Она откинула одеяло и встала с дивана. Она была обнажена. Они были женаты не так уж долго, чтобы не обращать на это внимания.
— Куда ты идешь?
— Ты знаешь, куда я иду.
Он принял сидячее положение на диване. В его голосе не было легкости:
— Конни!
Она остановилась и уставилась на него.
Он тихо проговорил:
— Не надо. Мне страшно. Пожалуйста, не надо.
Она ничего не сказала. Некоторое время она смотрела на него. Затем, обнаженная, села, скрестив ноги, на пол недалеко от дивана. Она оглядела то немногое, что у них было, и мягко ответила ему:
— Я должна, Дэнни. Я просто должна… … если есть шанс, я должна.
Так они и сидели, молча устремив взгляды в первозданный хаос, пока, наконец, Дэнни не кивнул, тяжело выдохнул и встал с кушетки. Он подошел к одной из картонных коробок, вытащил тряпку для пыли, встряхнул и протянул ей. Конни подошла к подоконнику, где стояла потускневшая и заржавевшая масляная лампа. Взяла в одну руку лампу, в другую — тряпку:
— Сквайрс. Кто знает, может быть, мы действительно заполучили джинна в 24 карата. — Несколько минут ничего не происходило. — Мне тоже страшно, — пояснила она, и, задержав дыхание, быстро потерла лампу. — Сияй, о хозяйка особняка в Месопотамии.
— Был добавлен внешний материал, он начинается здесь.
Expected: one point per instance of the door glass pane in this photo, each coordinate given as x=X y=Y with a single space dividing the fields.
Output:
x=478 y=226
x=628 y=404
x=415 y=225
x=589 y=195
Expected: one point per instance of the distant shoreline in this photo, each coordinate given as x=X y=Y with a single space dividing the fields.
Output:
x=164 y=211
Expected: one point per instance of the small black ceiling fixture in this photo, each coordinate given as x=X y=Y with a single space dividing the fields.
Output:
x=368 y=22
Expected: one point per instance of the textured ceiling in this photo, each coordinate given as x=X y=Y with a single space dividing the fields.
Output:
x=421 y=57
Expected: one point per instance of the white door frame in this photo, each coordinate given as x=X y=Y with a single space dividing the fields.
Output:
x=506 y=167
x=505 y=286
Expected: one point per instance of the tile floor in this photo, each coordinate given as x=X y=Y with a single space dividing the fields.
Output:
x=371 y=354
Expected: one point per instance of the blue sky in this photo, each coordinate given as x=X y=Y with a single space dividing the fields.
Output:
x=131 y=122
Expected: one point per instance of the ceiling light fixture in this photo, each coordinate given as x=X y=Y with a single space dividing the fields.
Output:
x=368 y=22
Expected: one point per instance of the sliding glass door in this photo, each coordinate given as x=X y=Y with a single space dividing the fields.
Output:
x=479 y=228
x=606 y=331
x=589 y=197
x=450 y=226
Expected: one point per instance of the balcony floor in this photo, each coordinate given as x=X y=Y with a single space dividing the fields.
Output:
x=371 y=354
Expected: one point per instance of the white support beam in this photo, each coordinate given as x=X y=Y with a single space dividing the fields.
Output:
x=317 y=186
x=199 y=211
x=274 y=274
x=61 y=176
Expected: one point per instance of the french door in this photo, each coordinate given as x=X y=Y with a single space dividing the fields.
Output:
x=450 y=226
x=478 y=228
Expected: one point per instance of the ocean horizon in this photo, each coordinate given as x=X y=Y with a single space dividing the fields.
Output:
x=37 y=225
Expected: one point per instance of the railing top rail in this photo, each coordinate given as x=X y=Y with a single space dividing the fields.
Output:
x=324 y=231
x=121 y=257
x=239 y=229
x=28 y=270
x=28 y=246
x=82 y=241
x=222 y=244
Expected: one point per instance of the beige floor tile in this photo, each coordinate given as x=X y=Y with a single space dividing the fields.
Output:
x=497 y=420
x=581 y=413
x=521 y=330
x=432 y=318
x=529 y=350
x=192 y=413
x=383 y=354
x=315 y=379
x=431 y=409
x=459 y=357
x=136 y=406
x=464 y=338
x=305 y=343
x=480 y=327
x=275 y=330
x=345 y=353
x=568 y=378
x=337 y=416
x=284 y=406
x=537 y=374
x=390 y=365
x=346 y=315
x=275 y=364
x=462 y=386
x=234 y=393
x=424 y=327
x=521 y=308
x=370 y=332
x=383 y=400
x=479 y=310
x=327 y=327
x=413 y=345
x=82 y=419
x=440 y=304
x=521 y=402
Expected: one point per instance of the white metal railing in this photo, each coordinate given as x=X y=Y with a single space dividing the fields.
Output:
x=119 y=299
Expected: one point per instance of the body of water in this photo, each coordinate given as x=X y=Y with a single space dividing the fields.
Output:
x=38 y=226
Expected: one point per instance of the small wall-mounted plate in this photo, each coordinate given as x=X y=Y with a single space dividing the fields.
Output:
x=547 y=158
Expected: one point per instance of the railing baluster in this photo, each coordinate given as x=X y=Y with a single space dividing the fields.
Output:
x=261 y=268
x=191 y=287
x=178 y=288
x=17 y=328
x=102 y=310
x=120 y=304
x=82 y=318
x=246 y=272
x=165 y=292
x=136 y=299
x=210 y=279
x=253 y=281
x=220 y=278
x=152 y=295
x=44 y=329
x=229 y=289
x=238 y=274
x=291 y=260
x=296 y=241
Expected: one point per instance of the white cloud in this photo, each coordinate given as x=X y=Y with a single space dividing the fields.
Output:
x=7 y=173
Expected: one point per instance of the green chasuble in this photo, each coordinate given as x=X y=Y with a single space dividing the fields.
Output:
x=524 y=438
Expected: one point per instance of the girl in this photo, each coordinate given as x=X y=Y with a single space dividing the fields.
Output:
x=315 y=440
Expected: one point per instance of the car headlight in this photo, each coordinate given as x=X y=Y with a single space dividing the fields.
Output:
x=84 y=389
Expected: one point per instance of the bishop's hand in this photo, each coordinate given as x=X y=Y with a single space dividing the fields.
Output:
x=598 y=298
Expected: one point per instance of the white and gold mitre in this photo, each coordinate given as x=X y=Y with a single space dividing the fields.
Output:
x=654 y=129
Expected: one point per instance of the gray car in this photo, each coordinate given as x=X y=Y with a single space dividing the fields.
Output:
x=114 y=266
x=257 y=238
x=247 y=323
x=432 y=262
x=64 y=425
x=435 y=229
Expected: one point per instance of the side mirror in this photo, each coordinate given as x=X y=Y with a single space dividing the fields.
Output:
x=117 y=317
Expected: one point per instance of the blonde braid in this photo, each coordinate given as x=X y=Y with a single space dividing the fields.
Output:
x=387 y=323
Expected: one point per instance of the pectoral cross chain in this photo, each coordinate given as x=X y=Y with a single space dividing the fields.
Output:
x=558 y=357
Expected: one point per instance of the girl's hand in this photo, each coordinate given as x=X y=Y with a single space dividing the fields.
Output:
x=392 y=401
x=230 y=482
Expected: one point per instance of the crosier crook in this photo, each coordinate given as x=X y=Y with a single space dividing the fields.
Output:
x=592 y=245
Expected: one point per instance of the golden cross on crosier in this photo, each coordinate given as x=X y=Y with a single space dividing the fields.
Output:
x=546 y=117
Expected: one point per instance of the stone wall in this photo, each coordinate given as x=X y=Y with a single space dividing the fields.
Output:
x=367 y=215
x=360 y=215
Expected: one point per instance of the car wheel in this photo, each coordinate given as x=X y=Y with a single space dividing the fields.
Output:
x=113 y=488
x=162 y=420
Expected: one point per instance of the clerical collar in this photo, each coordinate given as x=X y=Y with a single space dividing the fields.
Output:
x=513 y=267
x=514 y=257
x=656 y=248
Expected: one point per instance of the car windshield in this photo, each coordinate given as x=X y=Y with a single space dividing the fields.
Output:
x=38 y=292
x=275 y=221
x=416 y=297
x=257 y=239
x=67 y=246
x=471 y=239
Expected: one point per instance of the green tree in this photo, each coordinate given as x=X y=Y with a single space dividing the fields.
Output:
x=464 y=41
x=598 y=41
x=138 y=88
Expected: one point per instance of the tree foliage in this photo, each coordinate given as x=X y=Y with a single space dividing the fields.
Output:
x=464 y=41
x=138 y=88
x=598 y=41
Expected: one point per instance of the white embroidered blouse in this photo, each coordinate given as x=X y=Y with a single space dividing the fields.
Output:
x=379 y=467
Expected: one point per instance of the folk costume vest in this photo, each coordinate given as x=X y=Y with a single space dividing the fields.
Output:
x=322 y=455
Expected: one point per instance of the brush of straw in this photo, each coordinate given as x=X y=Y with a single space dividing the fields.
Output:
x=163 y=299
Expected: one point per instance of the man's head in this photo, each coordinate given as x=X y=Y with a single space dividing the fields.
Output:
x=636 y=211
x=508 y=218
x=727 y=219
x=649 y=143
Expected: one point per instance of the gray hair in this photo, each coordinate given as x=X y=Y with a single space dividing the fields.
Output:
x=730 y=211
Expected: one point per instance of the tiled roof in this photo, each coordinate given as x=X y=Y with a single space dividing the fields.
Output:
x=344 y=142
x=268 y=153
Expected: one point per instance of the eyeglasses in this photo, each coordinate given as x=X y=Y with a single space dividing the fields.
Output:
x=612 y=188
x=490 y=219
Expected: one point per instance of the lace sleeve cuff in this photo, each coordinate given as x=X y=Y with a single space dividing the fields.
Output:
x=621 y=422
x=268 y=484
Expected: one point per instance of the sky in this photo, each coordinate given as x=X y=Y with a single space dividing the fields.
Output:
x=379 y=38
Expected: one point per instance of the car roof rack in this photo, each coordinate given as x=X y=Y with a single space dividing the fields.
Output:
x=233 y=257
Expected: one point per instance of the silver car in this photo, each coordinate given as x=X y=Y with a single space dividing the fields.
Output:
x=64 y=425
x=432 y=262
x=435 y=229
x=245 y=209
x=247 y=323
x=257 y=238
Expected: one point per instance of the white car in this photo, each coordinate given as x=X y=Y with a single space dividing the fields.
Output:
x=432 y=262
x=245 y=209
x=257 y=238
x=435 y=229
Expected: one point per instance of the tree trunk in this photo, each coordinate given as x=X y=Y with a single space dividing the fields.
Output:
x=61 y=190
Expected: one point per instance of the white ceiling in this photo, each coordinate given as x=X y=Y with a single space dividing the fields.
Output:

Под ее быстрыми пальцами патина начала отходить пятнами.
— Нам понадобится полироль для латуни, чтобы сделать все как надо, — сказала Конни; но внезапно остатки, покрывавшие лампу, исчезли, и она принялась тереть блестящую поверхность самой лампы.
— О, Дэнни, посмотри, как она красива, несмотря на всю эту грязь!
И в этот самый момент лампа выпрыгнула у нее из рук, испустив резкий клуб серого дыма, и чудовищный голос разнесся по квартире:
— АГА! — Грохотало громче, чем от поезда в метро. ХА-ХА! НАКОНЕЦ-ТО Я СВОБОДЕН! СПУСТЯ ДЕСЯТЬ ТЫСЯЧ ЛЕТ! СВОБОДЕН ГОВОРИТЬ И ДЕЙСТВОВАТЬ! И ОБО МНЕ СКОРО МНОГИЕ УЗНАЮТ!
Дэнни упал навзничь. Звук был такой силы, что вылетело оконное стекло и все лампочки в квартире разлетелись вдребезги. Из коробки с их скудной фарфоровой посудой доносились звуки свидетельствующие, что ни одной целой тарелки, ни одной целой чашки там не осталось. Завыли собаки в округе. Конни закричала — хотя ее голоса было не расслышать — и упала на пол в угол у окна, все еще сжимая в руках тряпку. С потолка посыпалась штукатурка. Шторы окна развивались как флаги на ветру.